The Centre for European Research (CERGU) is a network-based European research environment at the University of Gothenburg, which means that researchers are connected to CERGU, but employed at their own home departments. PhD students, who are financed by CERGU, are active within the CERGU network and at their home departments.
Legal Channels for Asylum Seekers into the European Union - A Balance between Protection and Security?
PhD candidate: Kristina Wejstål
Project period: 2016 -2020
Outcome: dissertation/doctorate in Law
Project Description: My dissertation focuses on the EU border regime and the externalization of border control, and how the border is constructed and organized in relation to the right to seek asylum and the principle of non-refoulement as stated in the European Convention and the EU Charter. In doing so, the study identifies how the EU border regime through external action maintains, constructs and operates in spaces of exclusion, and how law diverges and puts bodies at risk, organize human mobility and state responsibility (as of the right to seek asylum and the principle of non-refoulement), as well as access to EU territory and subsequent asylum procedures.
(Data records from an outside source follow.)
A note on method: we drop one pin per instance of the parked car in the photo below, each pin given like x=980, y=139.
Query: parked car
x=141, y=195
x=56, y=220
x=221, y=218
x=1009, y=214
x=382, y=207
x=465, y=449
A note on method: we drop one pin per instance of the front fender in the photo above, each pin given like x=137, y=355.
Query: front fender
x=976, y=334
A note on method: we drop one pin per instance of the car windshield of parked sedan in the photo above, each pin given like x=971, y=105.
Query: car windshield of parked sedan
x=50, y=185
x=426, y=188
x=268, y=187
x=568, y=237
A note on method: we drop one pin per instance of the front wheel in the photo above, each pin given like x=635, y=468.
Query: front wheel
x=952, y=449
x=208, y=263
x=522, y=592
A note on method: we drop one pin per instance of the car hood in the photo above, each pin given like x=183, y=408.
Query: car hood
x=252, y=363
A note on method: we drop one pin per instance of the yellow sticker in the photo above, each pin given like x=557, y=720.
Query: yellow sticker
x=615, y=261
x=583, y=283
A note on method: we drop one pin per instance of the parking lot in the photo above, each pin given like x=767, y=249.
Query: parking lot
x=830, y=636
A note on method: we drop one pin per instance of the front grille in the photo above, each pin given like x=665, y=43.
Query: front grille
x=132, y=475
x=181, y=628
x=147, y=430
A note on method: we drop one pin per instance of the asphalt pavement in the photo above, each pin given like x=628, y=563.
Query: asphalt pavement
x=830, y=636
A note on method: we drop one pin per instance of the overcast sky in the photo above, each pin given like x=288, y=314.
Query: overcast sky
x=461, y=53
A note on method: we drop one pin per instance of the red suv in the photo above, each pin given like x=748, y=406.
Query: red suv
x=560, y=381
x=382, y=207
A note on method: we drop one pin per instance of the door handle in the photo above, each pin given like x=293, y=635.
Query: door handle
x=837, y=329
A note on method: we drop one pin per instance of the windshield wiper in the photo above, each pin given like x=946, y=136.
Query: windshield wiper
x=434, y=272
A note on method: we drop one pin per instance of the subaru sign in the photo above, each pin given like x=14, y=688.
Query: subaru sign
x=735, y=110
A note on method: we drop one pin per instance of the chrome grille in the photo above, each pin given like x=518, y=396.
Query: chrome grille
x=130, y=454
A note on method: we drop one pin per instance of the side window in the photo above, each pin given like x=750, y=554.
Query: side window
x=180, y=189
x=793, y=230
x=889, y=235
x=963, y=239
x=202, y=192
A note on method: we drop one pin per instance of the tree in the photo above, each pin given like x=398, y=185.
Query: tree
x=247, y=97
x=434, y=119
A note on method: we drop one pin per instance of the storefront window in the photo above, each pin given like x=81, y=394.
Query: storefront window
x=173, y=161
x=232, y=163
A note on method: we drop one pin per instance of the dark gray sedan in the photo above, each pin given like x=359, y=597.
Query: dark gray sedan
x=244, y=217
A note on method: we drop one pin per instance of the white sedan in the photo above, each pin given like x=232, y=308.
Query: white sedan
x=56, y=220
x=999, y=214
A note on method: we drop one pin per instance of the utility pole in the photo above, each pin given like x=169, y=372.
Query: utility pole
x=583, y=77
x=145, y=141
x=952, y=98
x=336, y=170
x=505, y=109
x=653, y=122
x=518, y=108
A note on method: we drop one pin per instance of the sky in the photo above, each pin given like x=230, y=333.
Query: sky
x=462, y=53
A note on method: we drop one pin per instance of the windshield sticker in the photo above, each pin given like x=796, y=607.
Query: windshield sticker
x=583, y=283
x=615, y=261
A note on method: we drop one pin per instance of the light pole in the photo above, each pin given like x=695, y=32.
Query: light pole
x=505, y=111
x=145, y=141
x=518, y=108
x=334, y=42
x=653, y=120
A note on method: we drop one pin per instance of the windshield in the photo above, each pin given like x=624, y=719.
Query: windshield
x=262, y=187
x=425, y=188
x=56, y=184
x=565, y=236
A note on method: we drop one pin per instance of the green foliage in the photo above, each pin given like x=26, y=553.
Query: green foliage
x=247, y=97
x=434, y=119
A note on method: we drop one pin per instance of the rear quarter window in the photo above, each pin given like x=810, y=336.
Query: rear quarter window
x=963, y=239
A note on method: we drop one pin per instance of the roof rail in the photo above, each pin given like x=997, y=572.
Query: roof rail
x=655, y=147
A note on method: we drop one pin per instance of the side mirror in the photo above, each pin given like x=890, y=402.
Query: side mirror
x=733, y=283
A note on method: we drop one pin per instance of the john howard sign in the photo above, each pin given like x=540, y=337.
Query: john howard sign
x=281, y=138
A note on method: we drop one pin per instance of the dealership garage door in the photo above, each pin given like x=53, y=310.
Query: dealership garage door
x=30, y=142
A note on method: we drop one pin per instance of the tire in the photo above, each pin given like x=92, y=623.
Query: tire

The study further explores the spatialities of the EU border regime, and uses perspectives from legal geography and spatial theories. From such perspectives, I understand the EU border regime as a co-producer of space, a borderscape, in which the laws of the EU border regime exist almost everywhere – being highly visible as in visa or boarding refusals but also existing in the shape of natural landscape, such as in the water of the Mediterranean Sea, irregularized protection seekers have to survive in order to reach the EU.